Prescott Niles is the founding bassist whose unmistakable playing helped define The Knack’s signature sound—lean, melodic, and relentlessly propulsive. Long before the band’s meteoric rise, Niles built a deep musical foundation, recording with Hendrix associate Velvert Turner and later spending formative time in London, where he hobnobbed with the likes of George Harrison. Those experiences sharpened a sensibility that would become central to The Knack:
classic pop economy delivered with the punch of a seasoned live unit.

When The Knack made their live debut in June 1978 and quickly became fixtures at key Los Angeles rooms like The Troubadour and The Starwood, they weren’t an “overnight” phenomenon. With Doug Fieger’s swaggering frontman energy,
Berton Averre’s guitar fire, Bruce Gary’s precision drumming, and Niles’ driving anthemic low-end, the quartet arrived as a road-tested band engineered for impact. That impact detonated with Get The Knack . Signed to Capitol Records in
January 1979, the group teamed with producer Mike Chapman (Blondie, Suzi Quatro) and recorded their now famous debut album in just three weeks for $15,000—capturing the kinetic snap of their stage sound with minimal studio
artifice. Guitar-forward and built on hooks, the album celebrated British Invasion craftsmanship while standing as a cornerstone of new wave’s band-first era—free of the synthesizer gloss and drum-machine trends that quickly dated many
contemporaries, and anchored by Niles’ notable bass lines that instantly said “The Knack.”

Released June 11, 1979, Get The Knack became a cultural surge powered by “My Sharona,” propelled by Niles’ phenomenal bass march—its staccato pulse and locked-in momentum as iconic as the riff itself. The single hit No. 1 on the US
Billboard Hot 100, holding the top spot for six weeks, becoming Capitol’s fastest Gold-selling debut single since The Beatles’ “I Want To Hold Your Hand,” and ultimately moving roughly 10 million copies worldwide.
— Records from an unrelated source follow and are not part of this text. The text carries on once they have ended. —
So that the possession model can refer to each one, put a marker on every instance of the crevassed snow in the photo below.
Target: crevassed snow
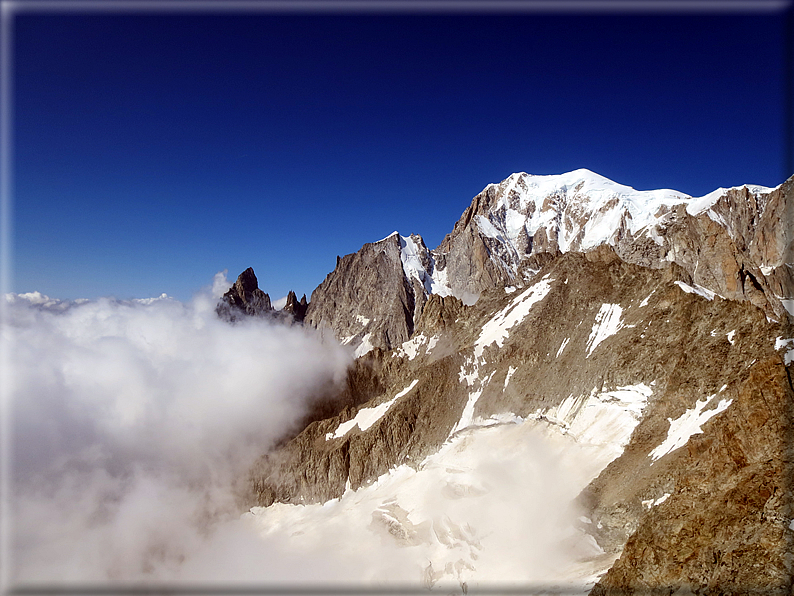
(562, 346)
(485, 509)
(366, 417)
(699, 290)
(584, 209)
(688, 424)
(498, 328)
(607, 323)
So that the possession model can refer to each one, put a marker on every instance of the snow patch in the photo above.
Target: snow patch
(688, 424)
(651, 503)
(604, 417)
(510, 371)
(498, 328)
(366, 417)
(781, 343)
(607, 323)
(696, 289)
(562, 346)
(411, 347)
(365, 346)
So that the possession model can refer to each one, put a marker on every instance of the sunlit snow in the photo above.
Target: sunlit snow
(366, 417)
(498, 328)
(486, 510)
(688, 424)
(696, 289)
(607, 323)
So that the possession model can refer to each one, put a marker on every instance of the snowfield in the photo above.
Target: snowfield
(482, 511)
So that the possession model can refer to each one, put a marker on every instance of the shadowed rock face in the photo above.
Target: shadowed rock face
(366, 298)
(244, 298)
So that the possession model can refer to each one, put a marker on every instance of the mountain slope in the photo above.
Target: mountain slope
(734, 242)
(641, 364)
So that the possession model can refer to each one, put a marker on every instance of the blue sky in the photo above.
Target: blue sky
(152, 150)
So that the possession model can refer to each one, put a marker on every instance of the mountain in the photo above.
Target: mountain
(733, 242)
(590, 382)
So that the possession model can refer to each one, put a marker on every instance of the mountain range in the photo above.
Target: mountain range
(640, 341)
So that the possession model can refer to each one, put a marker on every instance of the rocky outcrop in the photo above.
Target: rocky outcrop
(667, 343)
(367, 301)
(725, 527)
(295, 308)
(244, 298)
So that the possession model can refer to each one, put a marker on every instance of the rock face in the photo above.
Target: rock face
(735, 242)
(295, 308)
(372, 297)
(244, 298)
(651, 327)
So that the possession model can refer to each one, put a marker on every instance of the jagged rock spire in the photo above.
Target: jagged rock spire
(295, 308)
(244, 297)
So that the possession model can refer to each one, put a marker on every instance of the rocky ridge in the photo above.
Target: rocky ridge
(733, 242)
(666, 347)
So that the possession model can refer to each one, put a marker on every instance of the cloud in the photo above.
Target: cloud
(132, 423)
(135, 422)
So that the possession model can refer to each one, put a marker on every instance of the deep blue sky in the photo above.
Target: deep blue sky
(153, 150)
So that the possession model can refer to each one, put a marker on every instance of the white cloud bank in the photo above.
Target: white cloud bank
(131, 423)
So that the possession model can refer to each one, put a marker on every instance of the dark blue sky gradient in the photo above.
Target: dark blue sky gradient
(153, 150)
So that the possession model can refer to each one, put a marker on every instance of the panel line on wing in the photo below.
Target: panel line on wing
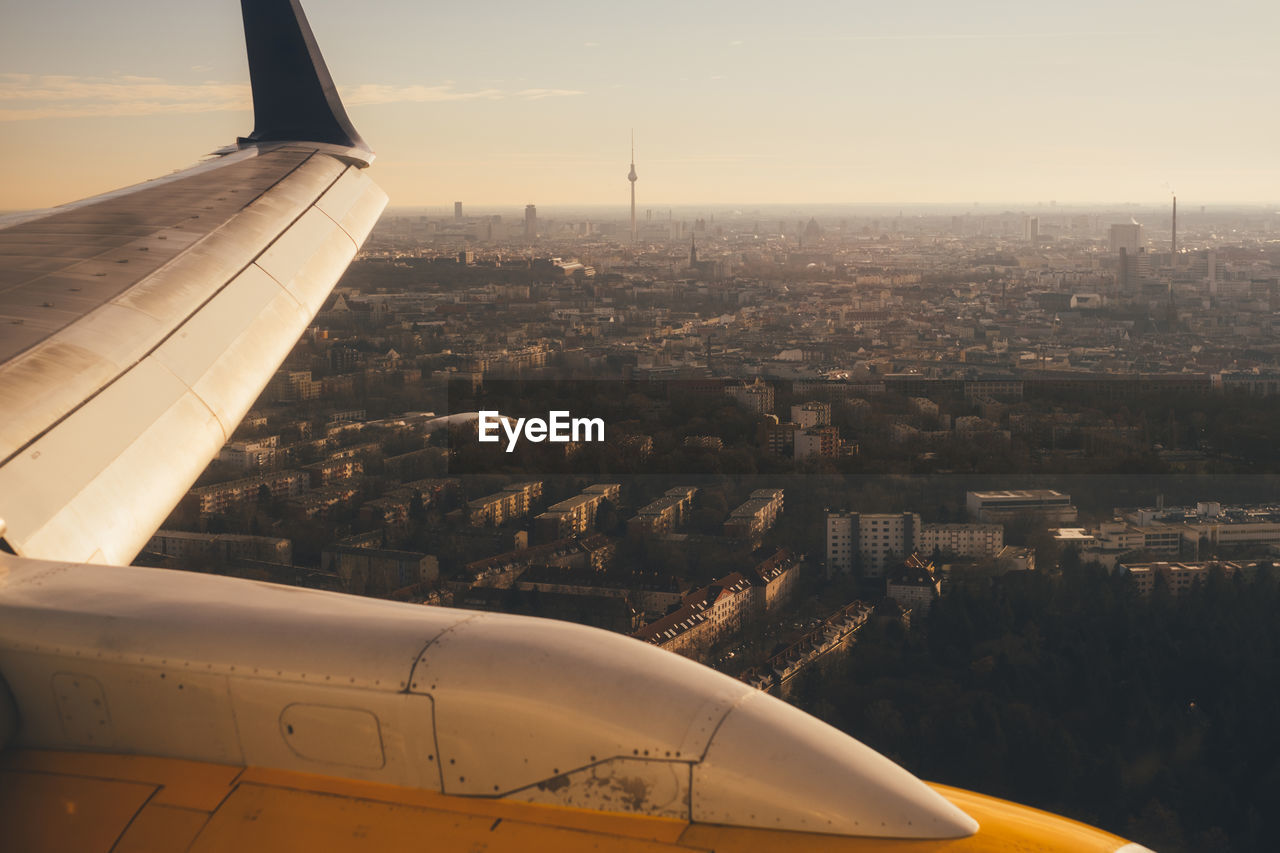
(172, 332)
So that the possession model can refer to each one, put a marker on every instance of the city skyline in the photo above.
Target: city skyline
(731, 106)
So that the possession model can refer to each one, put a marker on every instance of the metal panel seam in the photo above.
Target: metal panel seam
(176, 328)
(712, 738)
(410, 684)
(336, 222)
(141, 808)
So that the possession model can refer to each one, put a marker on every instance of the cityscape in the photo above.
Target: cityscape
(709, 428)
(824, 436)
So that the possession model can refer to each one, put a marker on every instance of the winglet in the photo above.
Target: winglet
(295, 99)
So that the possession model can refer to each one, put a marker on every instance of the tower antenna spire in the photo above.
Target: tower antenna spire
(631, 177)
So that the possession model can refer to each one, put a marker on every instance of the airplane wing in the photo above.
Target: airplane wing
(140, 327)
(146, 710)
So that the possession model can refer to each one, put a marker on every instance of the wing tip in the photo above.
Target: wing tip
(295, 99)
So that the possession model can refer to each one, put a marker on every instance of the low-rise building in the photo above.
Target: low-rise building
(379, 571)
(963, 539)
(577, 514)
(914, 584)
(222, 547)
(222, 497)
(755, 516)
(1048, 505)
(512, 502)
(663, 515)
(1179, 578)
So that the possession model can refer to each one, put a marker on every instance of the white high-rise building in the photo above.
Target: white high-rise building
(869, 542)
(1127, 236)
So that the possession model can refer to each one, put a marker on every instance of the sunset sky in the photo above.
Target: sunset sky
(508, 103)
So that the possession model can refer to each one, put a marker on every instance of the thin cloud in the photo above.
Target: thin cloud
(380, 94)
(968, 36)
(538, 94)
(24, 97)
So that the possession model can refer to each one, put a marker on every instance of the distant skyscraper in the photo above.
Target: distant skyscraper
(631, 177)
(1127, 236)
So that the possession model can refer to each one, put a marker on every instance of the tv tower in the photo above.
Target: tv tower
(631, 177)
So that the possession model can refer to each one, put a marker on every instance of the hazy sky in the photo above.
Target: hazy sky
(732, 103)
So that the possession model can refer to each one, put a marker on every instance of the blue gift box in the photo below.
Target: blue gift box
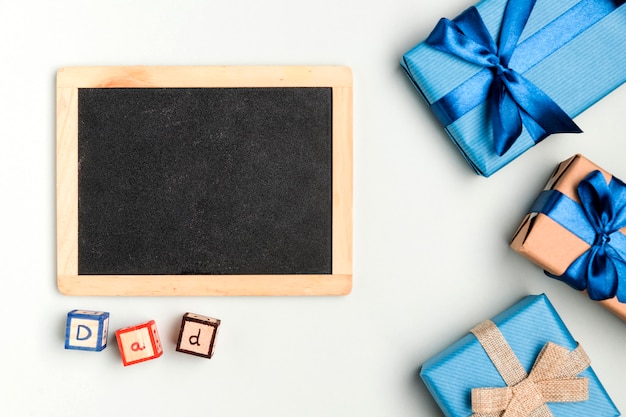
(586, 62)
(527, 326)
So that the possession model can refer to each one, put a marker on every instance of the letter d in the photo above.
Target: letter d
(195, 339)
(78, 332)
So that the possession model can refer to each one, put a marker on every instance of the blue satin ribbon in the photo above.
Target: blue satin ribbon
(513, 100)
(601, 270)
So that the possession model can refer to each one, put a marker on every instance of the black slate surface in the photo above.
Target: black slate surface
(205, 181)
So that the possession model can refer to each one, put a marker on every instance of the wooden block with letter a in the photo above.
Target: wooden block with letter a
(139, 343)
(86, 330)
(197, 335)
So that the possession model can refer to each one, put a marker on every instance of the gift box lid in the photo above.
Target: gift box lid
(527, 326)
(574, 76)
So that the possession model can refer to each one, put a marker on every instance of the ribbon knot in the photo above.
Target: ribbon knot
(597, 220)
(513, 100)
(553, 378)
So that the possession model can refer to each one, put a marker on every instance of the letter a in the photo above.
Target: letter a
(195, 339)
(82, 326)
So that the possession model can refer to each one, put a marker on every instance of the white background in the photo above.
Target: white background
(431, 256)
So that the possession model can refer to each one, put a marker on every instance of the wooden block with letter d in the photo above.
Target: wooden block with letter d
(197, 335)
(139, 343)
(86, 330)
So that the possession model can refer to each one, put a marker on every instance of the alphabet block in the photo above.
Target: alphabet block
(86, 330)
(197, 335)
(139, 343)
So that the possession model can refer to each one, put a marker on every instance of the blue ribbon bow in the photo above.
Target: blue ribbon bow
(513, 100)
(596, 220)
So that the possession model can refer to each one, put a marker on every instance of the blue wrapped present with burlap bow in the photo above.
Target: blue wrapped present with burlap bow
(522, 363)
(504, 75)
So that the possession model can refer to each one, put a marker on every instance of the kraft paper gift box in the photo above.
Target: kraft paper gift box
(558, 233)
(569, 52)
(534, 332)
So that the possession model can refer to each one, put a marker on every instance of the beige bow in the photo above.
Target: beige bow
(551, 379)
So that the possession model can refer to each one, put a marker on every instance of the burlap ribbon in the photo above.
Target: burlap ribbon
(551, 379)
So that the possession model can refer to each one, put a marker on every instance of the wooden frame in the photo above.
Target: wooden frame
(70, 79)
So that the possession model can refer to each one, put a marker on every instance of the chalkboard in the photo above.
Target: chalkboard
(204, 180)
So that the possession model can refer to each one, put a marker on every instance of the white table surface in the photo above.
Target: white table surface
(431, 255)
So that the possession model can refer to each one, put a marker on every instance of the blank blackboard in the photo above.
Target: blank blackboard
(204, 180)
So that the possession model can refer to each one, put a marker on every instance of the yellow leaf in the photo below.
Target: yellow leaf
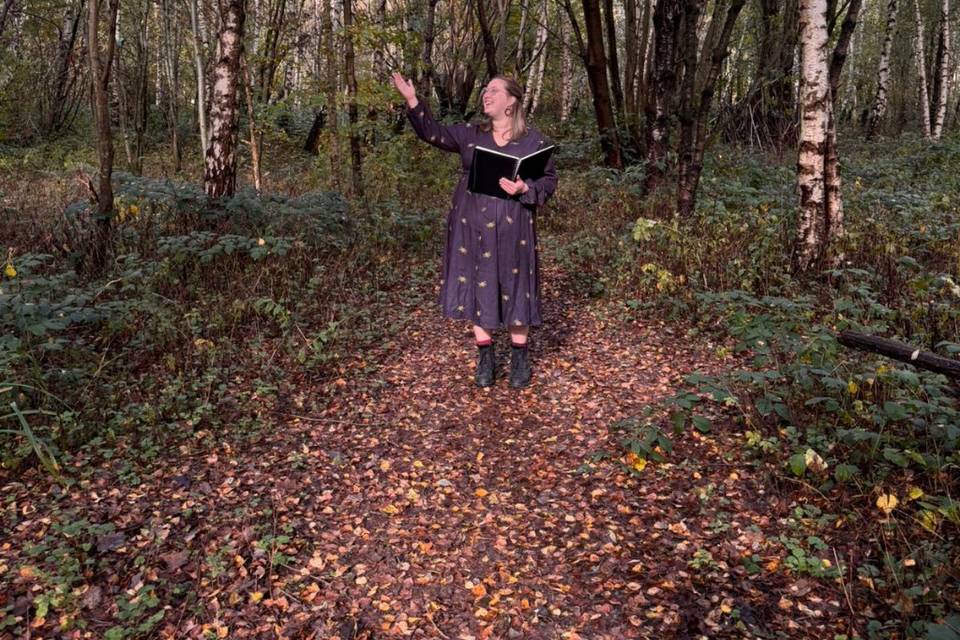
(887, 503)
(928, 520)
(814, 462)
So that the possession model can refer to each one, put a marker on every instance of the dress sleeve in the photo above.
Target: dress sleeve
(446, 137)
(542, 188)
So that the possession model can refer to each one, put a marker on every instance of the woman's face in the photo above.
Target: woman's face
(496, 99)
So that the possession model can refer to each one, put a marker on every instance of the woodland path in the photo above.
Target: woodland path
(406, 502)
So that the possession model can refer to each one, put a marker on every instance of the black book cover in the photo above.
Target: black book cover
(489, 165)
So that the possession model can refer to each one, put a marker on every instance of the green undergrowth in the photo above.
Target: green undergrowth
(207, 319)
(871, 442)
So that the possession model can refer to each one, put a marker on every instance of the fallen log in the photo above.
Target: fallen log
(902, 352)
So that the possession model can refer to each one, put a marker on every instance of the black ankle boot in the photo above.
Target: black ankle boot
(485, 366)
(519, 366)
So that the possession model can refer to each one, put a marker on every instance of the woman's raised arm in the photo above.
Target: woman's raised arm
(446, 137)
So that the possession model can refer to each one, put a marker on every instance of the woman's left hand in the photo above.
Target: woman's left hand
(514, 187)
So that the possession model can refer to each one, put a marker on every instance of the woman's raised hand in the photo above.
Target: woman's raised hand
(406, 88)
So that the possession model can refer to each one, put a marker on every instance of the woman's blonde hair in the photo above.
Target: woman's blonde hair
(518, 125)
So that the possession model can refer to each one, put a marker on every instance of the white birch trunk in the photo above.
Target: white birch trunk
(220, 166)
(814, 104)
(566, 81)
(198, 71)
(943, 71)
(532, 97)
(924, 96)
(883, 71)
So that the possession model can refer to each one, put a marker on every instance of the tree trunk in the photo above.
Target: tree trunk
(55, 102)
(694, 126)
(270, 55)
(426, 79)
(7, 6)
(356, 158)
(100, 65)
(923, 95)
(613, 63)
(943, 68)
(521, 32)
(198, 69)
(599, 89)
(535, 79)
(170, 59)
(814, 115)
(883, 72)
(566, 79)
(254, 138)
(489, 46)
(666, 27)
(220, 167)
(833, 201)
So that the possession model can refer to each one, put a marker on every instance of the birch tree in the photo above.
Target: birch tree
(923, 96)
(814, 104)
(883, 72)
(220, 166)
(101, 63)
(661, 89)
(200, 76)
(943, 70)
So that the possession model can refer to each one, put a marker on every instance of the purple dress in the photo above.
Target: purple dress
(491, 272)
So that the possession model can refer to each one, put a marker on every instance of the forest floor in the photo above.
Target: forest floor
(403, 501)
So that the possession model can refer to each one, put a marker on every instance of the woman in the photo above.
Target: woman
(491, 272)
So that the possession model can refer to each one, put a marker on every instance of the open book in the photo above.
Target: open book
(489, 165)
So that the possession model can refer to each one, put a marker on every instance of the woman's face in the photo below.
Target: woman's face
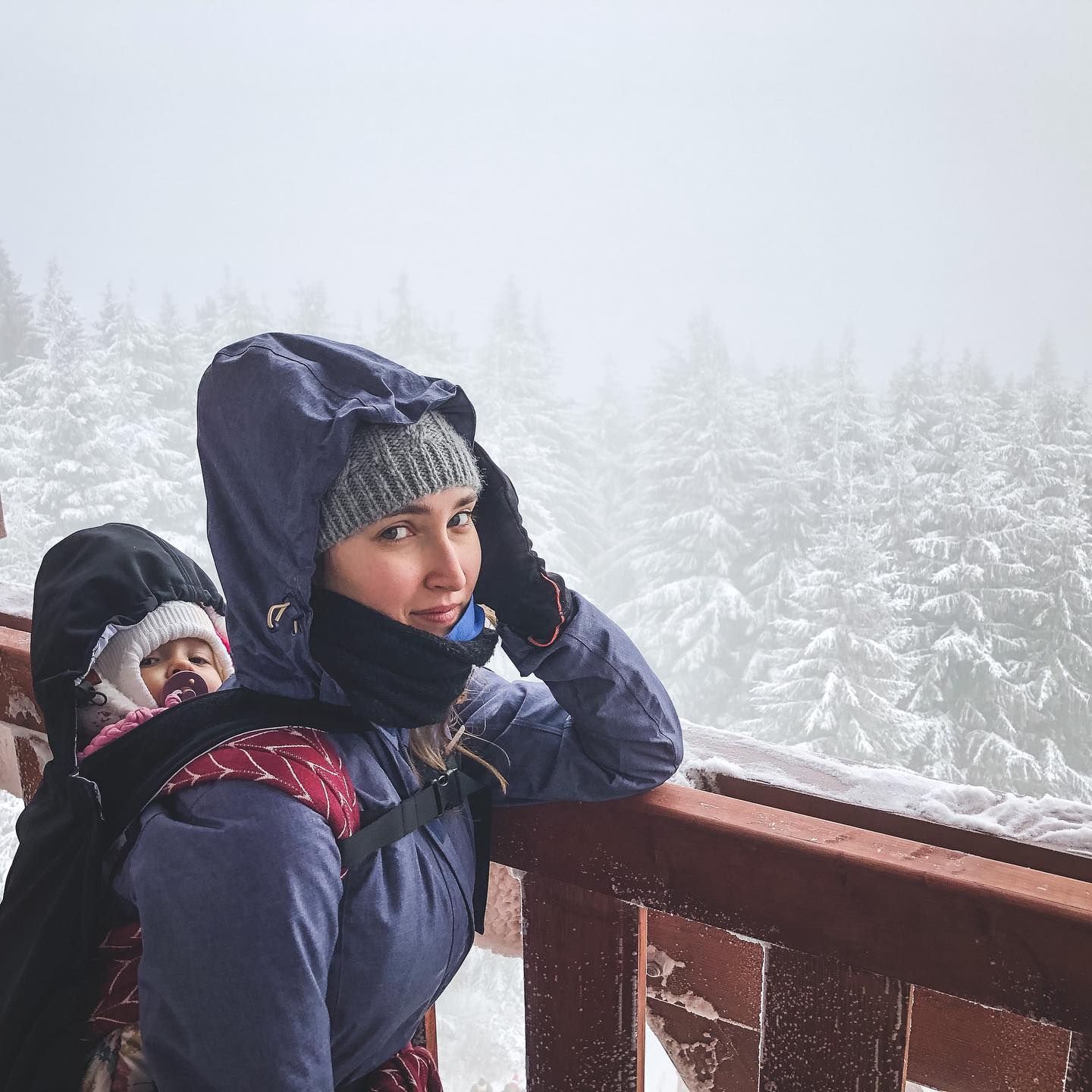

The album went double-Platinum, sold a million copies in under two months, and spent five weeks atop the Billboard 200 in late summer 1979. Beyond the anthem, the record delivered the US Top 20 “Good Girls Don’t,” and deeper cuts—“Let Me Out,” “Your Number
or Your Name,” and “Maybe Tonight”—revealed a band fluent in dynamics, melody, and timeless songcraft, with Niles’ musical pedigree and bass-first instincts shaping the snap, swing, and clarity of the arrangements.

With the passing of several members and the retirement of another, Prescott Niles now carries that legacy forward as the driving force behind “Prescott Niles’ The Knack”—an authentic continuation celebrating the sound that made the band essential. For longtime fans and new listeners alike, it’s an opportunity to experience the classic songs with the founding bassist often credited as the band’s signature sound, while also hearing new music composed by Niles
himself—proof that the spirit of The Knack is not only preserved, but still thriving and evolving.